I hate to be the one to throw a spanner in the works here, but Nelly has never ever been fed from the table or counter and begs relentlessly. She knows 'go to bed' but has been resisting lately in her 11 month of teenagerdom :

I put it down to her age as she was very good before. We are now crating during family meals if she is continuing to beg, it can be very annoying, especially with all the training behind us to prevent that behaviour.

I think the best thing to do is start from the beginning and if you experience a little teenage regression go back to basics until they are out of the other end. 

I'm not sure what has caused Nelly's begging, if anything directly at all. She has been trained positively with food rewards and I actually don't think it has anything to do with it. 

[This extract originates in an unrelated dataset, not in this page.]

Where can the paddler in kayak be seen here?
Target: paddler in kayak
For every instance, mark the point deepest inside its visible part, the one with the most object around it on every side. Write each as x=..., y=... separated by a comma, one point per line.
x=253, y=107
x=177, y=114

I have had no experience with treat based rewarding replacing the traditional bowl of food. Would you be rewarding with what you would give as a meal?


----------



## mswhipple (Mar 7, 2011)

I think the main difference is this:

Nelly @ 11 months old
Willie @ almost 7 years

Nelly will understand soon enough, but she is still a puppy.   

Sometimes I give Willie special treats not as any kind of reward, but just because I love him. He always seems so grateful, regardless of the circumstances.


----------



## Ksana (Mar 30, 2013)

Marcus is now nine months old and he expects his bowl of food to be still served to him twice a day (even he will 'earn' his food during the day). We serve food keeping in mind he will have lots of rewards (most of his daily norm) being fed to him during his training. He loves to be able to earn his food (yes, we clicker train). We don't crate Marcus during the family meals and he does not beg (he might ask to play with him though if we look at him). Although we prepare his food on the kitchen countertop/ kitchen table, we click trained him to (as soon as he sees us working with his food bowl) politely seat and wait. He will then continue sitting there until after we give him a command to eat.


----------



## Darcy1311 (May 27, 2012)

Darcy gets occasional treats, but I remember taking her to a gundog trainer who never gave food rewards, saying a mother dog cannot reward her pup with treats, but shows affection as a reward instead...
I think that makes sense......of course this is only my opinion. ???  ;D


----------



## Ksana (Mar 30, 2013)

Darcy1311 said:


> Darcy gets occasional treats, but I remember taking her to a gundog trainer who never gave food rewards, saying a mother dog cannot reward her pup with treats, but shows affection as a reward instead...
> I think that makes sense......of course this is only my opinion. ???  ;D


Agreed in this instance. We only use food rewards for Marcus' competitive obedience and conformation practice. No need for food rewards in the field. Field work and our support are itself rewarding. In fact, Marcus as soon as starts hunting, he stops looking at food altogether. On his field (natural ability/ hunting aptitude evaluation) trial test day, he did not drink or eat on the very hot summer day, until after his one-hour field search evaluation part was over. Only then he accepted some water. Food was accepted when the entire test was over (start time was at 8 AM and all parts of the test ended at 5 PM).


----------